İyi Parti Genel Başkanı Akşener ülkenin her yerine giderek toplumun her kesimiyle buluşmaya devam etti. “Projeye değil ranta karşıyız” başlıklı kampanyayla siyasi iktidarın yanlış kararlarıyla harcanan kamu kaynaklarının halka harcanması durumunda neler yapılabileceğini somut örnekleriyle anlatmaya çalıştı.
Türkiye İşçi Partisi, “Hayat sadece nefes alıp vermek değil, yaşamda inat etmektir. Biz inatçıyız, sen inatçısın. İnat Kazanır” başlığı altında görüşlerini halka iletmeyi, gelecek döneme dair görüşlerini anlatmayı sürdürdü.
Deva Partisi Genel Başkanı Ali Babacan, katıldığı televizyon programında tarımdan dış politikaya, eğitimden ekonomiye dair görüşlerini, geleceğe dair siyasi tavır ve tercihlerini anlattı.

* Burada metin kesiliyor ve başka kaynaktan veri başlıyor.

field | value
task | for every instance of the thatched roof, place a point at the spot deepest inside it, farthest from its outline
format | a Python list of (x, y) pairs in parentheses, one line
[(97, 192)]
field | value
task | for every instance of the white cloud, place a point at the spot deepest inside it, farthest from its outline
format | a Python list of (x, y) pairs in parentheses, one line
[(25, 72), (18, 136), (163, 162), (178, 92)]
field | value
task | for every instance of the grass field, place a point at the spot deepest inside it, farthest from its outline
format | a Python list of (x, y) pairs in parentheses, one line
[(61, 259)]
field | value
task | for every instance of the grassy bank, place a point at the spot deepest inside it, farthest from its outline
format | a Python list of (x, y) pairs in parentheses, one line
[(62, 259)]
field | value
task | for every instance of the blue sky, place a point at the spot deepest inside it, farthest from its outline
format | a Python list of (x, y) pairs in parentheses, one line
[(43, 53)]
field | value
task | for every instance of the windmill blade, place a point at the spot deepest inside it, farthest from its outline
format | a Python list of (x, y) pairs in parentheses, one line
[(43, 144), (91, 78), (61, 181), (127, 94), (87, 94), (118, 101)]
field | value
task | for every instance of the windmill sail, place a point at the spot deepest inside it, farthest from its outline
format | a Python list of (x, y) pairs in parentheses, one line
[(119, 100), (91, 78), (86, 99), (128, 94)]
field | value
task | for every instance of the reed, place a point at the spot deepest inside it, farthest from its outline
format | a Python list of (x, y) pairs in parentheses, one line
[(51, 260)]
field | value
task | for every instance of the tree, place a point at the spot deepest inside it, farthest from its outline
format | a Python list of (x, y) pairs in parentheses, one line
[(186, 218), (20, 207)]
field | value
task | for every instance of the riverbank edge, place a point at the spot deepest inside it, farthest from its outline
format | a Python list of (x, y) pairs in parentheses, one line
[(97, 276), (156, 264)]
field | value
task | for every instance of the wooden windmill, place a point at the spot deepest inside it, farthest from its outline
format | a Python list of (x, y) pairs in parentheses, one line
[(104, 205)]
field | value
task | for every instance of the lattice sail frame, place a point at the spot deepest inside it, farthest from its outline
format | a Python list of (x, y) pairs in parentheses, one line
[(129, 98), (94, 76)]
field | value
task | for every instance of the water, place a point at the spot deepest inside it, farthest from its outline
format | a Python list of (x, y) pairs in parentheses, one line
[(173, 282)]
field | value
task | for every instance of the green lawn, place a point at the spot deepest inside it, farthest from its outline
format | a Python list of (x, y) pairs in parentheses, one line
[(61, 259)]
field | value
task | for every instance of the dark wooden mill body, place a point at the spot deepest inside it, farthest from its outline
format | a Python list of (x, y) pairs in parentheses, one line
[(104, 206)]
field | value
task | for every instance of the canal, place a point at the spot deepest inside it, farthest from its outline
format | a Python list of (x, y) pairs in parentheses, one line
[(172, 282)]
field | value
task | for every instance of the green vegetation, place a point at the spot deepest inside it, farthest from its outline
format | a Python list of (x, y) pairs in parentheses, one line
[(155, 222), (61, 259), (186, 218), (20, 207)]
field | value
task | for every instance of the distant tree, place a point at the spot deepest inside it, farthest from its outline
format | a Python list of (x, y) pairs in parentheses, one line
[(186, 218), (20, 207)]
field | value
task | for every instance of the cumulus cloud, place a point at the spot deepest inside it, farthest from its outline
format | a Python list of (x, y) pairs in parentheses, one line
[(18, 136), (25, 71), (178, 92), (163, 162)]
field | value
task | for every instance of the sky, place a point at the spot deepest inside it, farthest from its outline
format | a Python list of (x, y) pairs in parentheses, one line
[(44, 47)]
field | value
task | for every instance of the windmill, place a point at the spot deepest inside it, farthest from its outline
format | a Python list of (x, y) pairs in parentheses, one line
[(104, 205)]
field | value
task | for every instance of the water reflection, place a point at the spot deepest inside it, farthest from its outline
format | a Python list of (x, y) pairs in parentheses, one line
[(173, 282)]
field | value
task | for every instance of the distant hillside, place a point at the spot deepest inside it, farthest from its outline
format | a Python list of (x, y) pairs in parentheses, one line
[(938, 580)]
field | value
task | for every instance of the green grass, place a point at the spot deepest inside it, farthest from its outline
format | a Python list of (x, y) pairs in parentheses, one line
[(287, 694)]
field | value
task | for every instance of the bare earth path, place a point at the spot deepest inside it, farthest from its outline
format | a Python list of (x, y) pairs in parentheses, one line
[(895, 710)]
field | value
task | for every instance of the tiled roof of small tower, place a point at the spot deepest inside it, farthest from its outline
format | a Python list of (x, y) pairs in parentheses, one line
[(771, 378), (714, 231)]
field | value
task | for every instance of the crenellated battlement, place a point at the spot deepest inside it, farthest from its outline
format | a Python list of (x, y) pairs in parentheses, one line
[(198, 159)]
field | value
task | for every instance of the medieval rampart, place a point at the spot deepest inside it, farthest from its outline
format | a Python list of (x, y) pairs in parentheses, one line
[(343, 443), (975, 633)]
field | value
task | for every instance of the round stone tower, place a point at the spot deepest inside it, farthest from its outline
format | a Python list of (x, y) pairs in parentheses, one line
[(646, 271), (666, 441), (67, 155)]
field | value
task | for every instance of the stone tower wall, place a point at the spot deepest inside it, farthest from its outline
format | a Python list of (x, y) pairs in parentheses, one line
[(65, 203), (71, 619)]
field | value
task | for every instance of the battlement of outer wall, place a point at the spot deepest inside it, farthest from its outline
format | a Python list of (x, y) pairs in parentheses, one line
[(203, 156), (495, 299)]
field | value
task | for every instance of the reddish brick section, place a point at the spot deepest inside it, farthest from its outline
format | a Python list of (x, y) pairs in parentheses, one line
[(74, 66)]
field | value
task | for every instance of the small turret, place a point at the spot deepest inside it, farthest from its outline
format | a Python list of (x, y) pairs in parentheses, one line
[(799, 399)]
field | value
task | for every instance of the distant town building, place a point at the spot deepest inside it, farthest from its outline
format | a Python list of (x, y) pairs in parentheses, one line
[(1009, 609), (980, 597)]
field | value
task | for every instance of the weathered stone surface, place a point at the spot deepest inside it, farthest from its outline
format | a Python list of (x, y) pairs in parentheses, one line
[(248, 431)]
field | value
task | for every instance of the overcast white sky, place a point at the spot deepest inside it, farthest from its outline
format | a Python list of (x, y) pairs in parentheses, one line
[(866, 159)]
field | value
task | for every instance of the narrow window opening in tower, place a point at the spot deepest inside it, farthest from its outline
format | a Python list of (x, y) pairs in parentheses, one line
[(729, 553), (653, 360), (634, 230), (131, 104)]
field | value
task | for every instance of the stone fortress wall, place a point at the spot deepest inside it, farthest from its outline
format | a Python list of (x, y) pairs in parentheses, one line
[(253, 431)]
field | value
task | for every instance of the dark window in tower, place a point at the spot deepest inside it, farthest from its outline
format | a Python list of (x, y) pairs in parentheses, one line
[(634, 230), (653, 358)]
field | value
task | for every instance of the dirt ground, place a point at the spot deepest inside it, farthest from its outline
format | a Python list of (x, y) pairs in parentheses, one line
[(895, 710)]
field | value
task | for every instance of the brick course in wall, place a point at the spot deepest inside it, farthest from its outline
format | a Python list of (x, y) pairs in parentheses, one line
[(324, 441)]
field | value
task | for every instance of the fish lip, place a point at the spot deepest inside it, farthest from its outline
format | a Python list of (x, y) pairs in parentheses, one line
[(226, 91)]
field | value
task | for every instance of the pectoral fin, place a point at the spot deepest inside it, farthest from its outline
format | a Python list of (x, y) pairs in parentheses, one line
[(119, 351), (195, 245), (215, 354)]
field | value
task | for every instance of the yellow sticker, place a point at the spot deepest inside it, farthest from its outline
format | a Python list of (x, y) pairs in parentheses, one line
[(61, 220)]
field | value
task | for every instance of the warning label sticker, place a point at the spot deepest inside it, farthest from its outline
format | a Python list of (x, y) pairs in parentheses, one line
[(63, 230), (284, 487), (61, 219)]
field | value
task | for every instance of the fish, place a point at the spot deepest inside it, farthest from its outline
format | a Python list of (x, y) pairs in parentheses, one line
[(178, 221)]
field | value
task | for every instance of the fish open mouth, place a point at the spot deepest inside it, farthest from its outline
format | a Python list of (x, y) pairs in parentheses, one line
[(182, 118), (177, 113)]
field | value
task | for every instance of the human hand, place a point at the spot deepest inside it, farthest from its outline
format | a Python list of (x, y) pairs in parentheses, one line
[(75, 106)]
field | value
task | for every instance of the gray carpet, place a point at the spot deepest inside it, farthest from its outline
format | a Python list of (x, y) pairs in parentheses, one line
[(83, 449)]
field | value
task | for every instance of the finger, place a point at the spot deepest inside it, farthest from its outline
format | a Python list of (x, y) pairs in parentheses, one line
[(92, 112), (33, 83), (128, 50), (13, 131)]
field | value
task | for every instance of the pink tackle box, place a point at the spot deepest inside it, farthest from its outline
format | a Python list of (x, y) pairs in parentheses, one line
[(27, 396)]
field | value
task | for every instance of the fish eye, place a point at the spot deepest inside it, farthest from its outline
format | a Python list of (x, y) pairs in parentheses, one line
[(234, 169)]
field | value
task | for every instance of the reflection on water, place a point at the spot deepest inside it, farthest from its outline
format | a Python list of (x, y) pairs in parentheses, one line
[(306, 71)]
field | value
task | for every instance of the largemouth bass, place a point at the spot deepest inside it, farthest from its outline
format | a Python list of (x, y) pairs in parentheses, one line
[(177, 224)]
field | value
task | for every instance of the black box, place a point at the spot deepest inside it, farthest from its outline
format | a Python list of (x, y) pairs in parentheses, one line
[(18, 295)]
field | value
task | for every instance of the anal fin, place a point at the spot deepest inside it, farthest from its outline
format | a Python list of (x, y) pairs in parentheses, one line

Saadet Partisi Genel Başkanı Karamollaoğlu, partisinin gençlik örgütleriyle ve KHK’ler ile kamudan atılan kişilerin oluşturduğu platformlarla görüşmeyi sürdürdü. Güçlendirilmiş parlamenter sistemi istediklerini tekrar vurguladı ve gelecek dönemde neler yapacaklarını anlattı.
Görüldüğü gibi muhalefetin bütün unsurları iktidara talip olmayı sözleriyle değil eylemleriyle ortaya koyuyor. Demokratik siyasete, adalete, özgürlüğe, geleceğe dair umutlarımıza sahip çıkmaya devam ediyor. Üstelik bunları siyasi iktidarla ve Erdoğan’la itişip kakışmadan, ona cevap yetiştirmeye çalışmadan, arkaya ya da yana değil öne, geleceğe bakarak yapıyor. Muhalefet partileri ülke yönetimine talip olmak bir yana yönetime geldiklerinde ne yapacaklarını, sorunları nasıl çözüp halkı bu yoksulluktan nasıl kurtaracağını konuşmaya, anlatmaya devam ediyor.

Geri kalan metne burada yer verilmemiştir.